The latest issue of Forbes Magazine features this article commemorating the 230th anniversary of William Herschel’s discovery of Saturn’s most intriguing moon, Enceladus. Astrophysicist Ethan Siegel explains why this mysterious and beautiful body fascinates scientists:
Given that we know of 62 moons around Saturn, and that one of them (Titan) is enormous and has a thick atmosphere with liquid hydrocarbons on its surface, it hardly seems like Enceladus would be the place to look for life. It has no thick atmosphere like Titan; it has no lava-rich volcanoes like Io or cryovolcanoes like Triton. But still, Enceladus might be the most habitable place in our Solar System beyond Earth.

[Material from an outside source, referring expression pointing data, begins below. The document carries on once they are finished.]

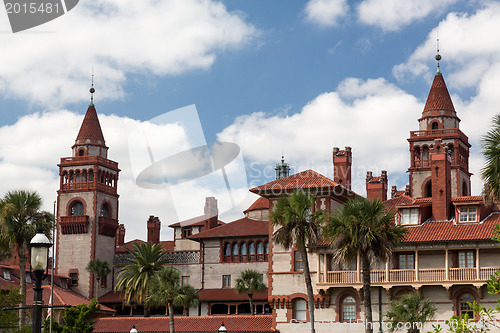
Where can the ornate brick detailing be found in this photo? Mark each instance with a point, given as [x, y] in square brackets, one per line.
[74, 224]
[107, 226]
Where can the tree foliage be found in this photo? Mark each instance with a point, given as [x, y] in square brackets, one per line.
[363, 227]
[76, 319]
[19, 216]
[298, 224]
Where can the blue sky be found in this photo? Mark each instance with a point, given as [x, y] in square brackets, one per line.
[298, 77]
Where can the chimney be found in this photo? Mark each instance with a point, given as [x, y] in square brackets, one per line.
[120, 235]
[441, 182]
[376, 187]
[342, 160]
[212, 212]
[154, 226]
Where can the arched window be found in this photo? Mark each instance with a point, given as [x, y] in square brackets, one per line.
[348, 309]
[76, 208]
[299, 309]
[464, 307]
[105, 209]
[251, 252]
[425, 153]
[235, 249]
[465, 190]
[428, 189]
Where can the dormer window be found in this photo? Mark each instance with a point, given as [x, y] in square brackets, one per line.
[409, 216]
[468, 214]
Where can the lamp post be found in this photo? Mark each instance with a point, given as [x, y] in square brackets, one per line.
[40, 245]
[222, 329]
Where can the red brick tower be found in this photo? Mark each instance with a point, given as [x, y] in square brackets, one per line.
[439, 121]
[87, 207]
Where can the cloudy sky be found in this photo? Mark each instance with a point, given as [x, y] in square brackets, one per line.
[272, 77]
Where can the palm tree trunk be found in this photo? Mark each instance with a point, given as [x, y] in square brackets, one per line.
[250, 299]
[310, 293]
[171, 317]
[21, 252]
[367, 297]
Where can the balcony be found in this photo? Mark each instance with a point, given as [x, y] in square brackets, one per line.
[74, 224]
[413, 277]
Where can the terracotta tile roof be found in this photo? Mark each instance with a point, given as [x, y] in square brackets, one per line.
[166, 245]
[228, 295]
[259, 204]
[439, 98]
[198, 220]
[90, 131]
[239, 228]
[450, 231]
[477, 198]
[258, 323]
[308, 179]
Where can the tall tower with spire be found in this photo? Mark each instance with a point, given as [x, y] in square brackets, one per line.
[87, 207]
[438, 133]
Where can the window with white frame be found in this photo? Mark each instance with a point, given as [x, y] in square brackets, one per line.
[468, 214]
[300, 309]
[409, 216]
[465, 259]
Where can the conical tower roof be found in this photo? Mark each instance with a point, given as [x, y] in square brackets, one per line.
[439, 101]
[90, 131]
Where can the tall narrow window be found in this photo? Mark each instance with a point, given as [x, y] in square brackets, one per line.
[464, 306]
[348, 309]
[466, 259]
[300, 309]
[76, 208]
[298, 262]
[468, 214]
[226, 281]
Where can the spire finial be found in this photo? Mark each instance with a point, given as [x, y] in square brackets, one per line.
[92, 90]
[438, 56]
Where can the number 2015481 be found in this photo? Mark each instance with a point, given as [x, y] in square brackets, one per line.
[32, 8]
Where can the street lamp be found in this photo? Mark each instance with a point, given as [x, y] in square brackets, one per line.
[40, 245]
[222, 328]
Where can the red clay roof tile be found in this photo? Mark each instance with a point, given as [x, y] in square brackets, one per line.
[258, 323]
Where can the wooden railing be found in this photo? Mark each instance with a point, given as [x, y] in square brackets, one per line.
[426, 275]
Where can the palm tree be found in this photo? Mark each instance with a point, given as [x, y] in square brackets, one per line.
[410, 308]
[298, 225]
[250, 282]
[490, 173]
[20, 215]
[167, 291]
[100, 269]
[136, 276]
[363, 227]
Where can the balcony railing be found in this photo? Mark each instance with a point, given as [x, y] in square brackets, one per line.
[425, 275]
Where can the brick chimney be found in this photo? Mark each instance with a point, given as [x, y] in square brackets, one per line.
[154, 226]
[120, 235]
[376, 187]
[212, 212]
[441, 181]
[342, 160]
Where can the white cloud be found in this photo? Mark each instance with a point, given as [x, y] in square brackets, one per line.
[326, 13]
[116, 38]
[33, 146]
[360, 114]
[391, 15]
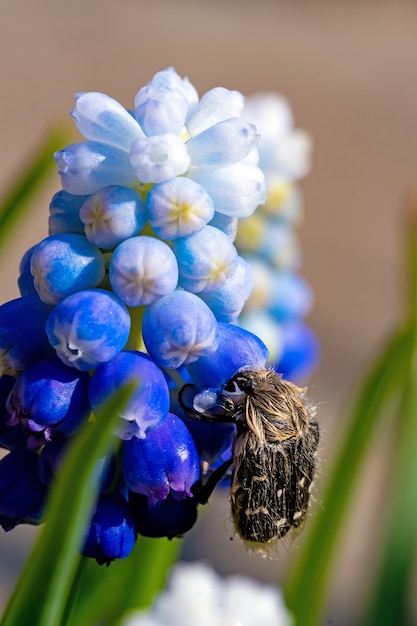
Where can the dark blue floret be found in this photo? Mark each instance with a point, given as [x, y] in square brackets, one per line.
[170, 518]
[22, 494]
[237, 348]
[111, 534]
[23, 338]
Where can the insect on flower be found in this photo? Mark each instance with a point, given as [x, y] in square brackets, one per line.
[274, 452]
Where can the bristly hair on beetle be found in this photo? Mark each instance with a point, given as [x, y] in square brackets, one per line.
[273, 457]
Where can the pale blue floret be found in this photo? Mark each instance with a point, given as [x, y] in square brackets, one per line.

Its ultra-reflective, lifeless surface simply provides cover for a complex, possibly life-rich liquid ocean that begins just ~20 kilometers (12 miles) beneath the icy crust. A series of pale blue stripes cuts across its surface, telling the tale of deep fissures that go down into the interior of the world. But what’s perhaps most remarkable is that we can actually see water-ice being spewed from these fissures into space, extending upwards for hundreds of miles (or kilometers) with every eruption.
With water, energy, and organic molecules, some new, alien form of life could very well be waiting here to be discovered. And just to deepen the allure of this remarkable little moon, Siegel reminds us that we once believed the sunless bottom of our own oceans could not support life, and yet we now know creatures do indeed live around hydrothermal vents. And those vents, with their rich interplay of chemical and thermal processes, may well explain the origin of life itself.
Nature has frequently exploded our notions of the possibilities of life, a truth that inspires both science and science fiction. Enceladus reminds us just how vast, beautiful, and awe-inspiring the universe truly is.
UPDATE: From the comments section:
Great read as usual and one I will look into more. Curious? Is there any works of science-fiction that feature this Moon.